Indian Launch Mishap Linked To Connector Failure

By Neelam Mathews

The Indian Space Research Organization (ISRO) says the Dec. 25 failure of a Geosynchronous Satellite Launch Vehicle (GSLV-F06) carrying the GSAT-5P satellite was caused by the untimely and inadvertent snapping of a group of 10 connectors located at the bottom portion of the rocket’s Russian-made cryogenic upper stage.
Some of these connectors carry command signals from the onboard computer—located in the equipment bay near the top of the vehicle—to the control electronics of the four L40 strap-ons of the first stage. The connectors are intended to separate at 292 sec. after lift off.
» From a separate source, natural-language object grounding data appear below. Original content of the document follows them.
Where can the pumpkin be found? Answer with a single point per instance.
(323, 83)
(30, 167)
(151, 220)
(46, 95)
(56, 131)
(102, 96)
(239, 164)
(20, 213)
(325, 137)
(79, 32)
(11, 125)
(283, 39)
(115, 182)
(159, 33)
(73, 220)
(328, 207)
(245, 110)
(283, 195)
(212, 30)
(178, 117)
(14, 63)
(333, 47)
The premature termination of the connectors interrupted commands to the first-stage control electronics, leading to loss of control and break-up of the vehicle, according to ISRO. The exact cause of the connector malfunction remains to be determined.
The 2,130-kg. (4,700-lb.) GSAT-5P was to replace the INSAT-2E satellite, launched in 1999. Carrying 24 C-band transponders and 12 extended C-band transponders, it was the heaviest satellite lofted by an Indian launch vehicle.
The performance of the GSLV-F06 flight was normal up to 47.5 sec. from lift off, when the rocket began to lose its orientation, leading to higher structural loads and finally the breakup of the vehicle at 53.8 sec. from launch. A destruct command was issued from the ground at 64 sec.